A federal court in Illinois ruled that Reliance Standard Life Insurance Company (“Reliance”) was wrong to deny the life insurance claim and ordered to pay the life insurance proceeds to the decedent’s children.


Mr. Jeffrey McCombs died in July 2016. At the time of his death, he had group life insurance coverage through his employer in the amount of $130,000. His named beneficiaries were his two children, Annabelle and Anthony. Of note, at the time he died in 2016, the children were minors and he was divorced from the children’s mother.

Several days after his death, a benefits analyst at Jeffrey’s employer reached out to Reliance on behalf of the mother and children. In her email, she informed Reliance that Jeffrey passed away, his beneficiaries were minors, and asked whether there was a special form for the mother to complete as the guardian. The benefits analyst signed her name in the email.

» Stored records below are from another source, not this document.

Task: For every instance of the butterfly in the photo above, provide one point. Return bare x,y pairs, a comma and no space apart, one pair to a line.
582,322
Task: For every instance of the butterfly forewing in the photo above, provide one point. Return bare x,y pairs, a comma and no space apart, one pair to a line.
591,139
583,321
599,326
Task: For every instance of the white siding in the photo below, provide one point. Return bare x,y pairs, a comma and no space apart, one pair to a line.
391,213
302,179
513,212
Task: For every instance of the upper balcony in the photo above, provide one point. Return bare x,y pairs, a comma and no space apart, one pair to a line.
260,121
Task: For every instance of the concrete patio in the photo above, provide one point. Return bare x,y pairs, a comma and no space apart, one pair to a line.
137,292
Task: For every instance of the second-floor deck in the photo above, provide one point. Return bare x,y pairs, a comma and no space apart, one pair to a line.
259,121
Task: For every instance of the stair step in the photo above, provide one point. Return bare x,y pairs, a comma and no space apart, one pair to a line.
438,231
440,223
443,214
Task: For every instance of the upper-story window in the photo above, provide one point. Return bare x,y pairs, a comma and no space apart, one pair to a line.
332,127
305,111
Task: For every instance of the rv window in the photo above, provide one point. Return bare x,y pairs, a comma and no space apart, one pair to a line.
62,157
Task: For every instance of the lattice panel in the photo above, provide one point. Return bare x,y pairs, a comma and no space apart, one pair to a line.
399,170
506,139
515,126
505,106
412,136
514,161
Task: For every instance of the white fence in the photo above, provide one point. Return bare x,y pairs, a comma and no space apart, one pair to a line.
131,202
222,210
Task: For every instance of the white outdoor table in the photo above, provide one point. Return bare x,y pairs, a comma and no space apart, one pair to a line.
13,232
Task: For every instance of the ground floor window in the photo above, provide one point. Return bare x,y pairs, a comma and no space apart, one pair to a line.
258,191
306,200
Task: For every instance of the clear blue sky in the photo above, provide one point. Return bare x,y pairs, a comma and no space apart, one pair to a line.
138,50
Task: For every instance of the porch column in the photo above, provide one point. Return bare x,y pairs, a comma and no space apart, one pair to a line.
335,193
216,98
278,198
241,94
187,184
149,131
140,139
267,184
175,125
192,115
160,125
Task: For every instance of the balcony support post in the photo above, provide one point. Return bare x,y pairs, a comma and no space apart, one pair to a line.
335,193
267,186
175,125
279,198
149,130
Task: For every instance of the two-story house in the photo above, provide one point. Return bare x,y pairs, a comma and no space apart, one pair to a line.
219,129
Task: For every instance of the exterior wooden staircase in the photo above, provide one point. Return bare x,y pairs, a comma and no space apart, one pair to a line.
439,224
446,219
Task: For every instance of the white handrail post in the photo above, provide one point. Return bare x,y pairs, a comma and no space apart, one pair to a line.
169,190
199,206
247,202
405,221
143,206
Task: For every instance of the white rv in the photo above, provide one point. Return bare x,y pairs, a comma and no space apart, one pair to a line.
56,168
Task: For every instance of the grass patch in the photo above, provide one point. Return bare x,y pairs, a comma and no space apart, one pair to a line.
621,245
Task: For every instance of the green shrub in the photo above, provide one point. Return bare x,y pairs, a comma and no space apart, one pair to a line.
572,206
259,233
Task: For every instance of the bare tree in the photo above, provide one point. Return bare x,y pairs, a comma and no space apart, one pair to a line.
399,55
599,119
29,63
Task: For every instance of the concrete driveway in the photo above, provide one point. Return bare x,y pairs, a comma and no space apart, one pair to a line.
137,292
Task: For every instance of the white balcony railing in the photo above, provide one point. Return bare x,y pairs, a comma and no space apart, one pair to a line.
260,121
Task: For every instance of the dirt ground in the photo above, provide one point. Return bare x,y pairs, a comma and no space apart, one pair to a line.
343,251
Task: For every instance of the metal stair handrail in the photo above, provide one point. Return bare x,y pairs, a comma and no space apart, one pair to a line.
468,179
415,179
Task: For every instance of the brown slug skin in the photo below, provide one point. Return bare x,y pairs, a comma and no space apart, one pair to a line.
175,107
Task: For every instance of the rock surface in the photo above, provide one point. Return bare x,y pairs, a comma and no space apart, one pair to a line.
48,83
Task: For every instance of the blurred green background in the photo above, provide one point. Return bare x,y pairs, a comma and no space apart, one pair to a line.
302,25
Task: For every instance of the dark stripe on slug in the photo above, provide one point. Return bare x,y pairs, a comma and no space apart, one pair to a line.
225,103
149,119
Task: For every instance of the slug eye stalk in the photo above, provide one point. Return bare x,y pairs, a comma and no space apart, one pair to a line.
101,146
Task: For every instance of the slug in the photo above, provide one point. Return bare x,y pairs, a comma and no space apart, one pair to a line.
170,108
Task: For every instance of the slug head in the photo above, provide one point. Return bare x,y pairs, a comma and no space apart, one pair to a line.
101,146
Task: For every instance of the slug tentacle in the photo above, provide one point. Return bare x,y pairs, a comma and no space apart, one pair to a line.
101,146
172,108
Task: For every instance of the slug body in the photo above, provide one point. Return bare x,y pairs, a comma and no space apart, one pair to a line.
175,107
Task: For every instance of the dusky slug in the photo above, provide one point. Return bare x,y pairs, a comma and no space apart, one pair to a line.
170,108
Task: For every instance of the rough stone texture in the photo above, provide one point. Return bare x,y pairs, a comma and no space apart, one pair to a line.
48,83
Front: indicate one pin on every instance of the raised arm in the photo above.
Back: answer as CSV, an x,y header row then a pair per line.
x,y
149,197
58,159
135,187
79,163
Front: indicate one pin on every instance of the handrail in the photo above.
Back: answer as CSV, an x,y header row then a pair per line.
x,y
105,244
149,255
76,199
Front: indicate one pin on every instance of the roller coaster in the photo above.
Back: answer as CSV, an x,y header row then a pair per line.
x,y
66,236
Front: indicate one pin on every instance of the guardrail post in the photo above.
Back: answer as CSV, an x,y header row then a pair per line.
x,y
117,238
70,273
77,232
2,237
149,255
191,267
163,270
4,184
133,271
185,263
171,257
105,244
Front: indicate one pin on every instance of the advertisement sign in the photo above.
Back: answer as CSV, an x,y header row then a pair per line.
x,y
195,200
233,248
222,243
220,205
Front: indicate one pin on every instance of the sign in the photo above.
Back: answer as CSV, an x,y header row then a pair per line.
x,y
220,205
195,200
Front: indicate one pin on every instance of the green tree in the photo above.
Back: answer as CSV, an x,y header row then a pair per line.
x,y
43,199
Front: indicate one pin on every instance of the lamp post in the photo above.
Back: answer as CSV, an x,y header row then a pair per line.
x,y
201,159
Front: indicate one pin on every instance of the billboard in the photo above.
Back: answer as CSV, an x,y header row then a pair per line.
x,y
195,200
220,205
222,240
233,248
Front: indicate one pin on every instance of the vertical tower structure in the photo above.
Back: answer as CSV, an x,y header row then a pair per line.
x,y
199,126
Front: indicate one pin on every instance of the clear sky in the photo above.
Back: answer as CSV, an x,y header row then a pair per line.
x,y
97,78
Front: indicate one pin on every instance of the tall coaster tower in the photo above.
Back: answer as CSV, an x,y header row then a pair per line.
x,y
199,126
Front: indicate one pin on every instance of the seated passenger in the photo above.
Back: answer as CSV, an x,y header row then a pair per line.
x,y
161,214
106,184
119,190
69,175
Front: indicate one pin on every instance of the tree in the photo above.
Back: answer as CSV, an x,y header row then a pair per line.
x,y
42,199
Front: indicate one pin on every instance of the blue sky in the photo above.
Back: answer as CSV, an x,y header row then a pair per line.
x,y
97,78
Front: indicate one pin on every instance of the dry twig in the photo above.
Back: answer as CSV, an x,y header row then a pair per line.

In response, another Reliance employee responded and said that the mother may sign the forms. The Reliance employee also said the money would not be released to the minor children without a court order appointing the mother as the guardian of their estate/property. If there is no court order, then Reliance will hold the money until the children reach legal age.

Several years later, Annabelle, the older child, turned 18. She filed a claim for benefits along with a copy of the death certificate. The mother also signed a claim form on behalf of Anthony, the younger child who was still under 18. Reliance denied the claims because the claim was not received more than 3 years after Jeffrey’s death in violation of the policy’s “notice of claim” and “proof of loss” provisions. The children submitted appeals, and Reliance denied the appeals.


After the appeals were denied, the beneficiary children filed a lawsuit. Reliance argued that the denials were reasonable because the children failed to timely provide notice of the claim and failed to timely provide proof of loss. The children argued that 1) notice of claim was timely provided when the employer’s benefits analyst sent an email to Reliance in 2016; and 2) proof of loss was also timely provided because it was provided once Annabelle was legally capable to do so.

The court reviewed the policy provisions at issue and based on the language in the policy, agreed with the children. The court found the 2016 email to Reliance was sufficient and timely notice of claim. The court also noted that Reliance failed to provide a reasoned explanation as to why it was not sufficient and time notice.

Thus, the decision was arbitrary and capricious. The court also agreed that Annabelle was legally incapable of providing proof of loss (i.e. the death certificate) before she turned 18. Although Reliance tried to limit legal incapacity to mental incompetence, the court disagreed. It noted that legal incompetence also includes minors who have not yet reached the legal age of 18.

Ultimately, the court ordered Reliance to pay the full amount of life insurance benefits.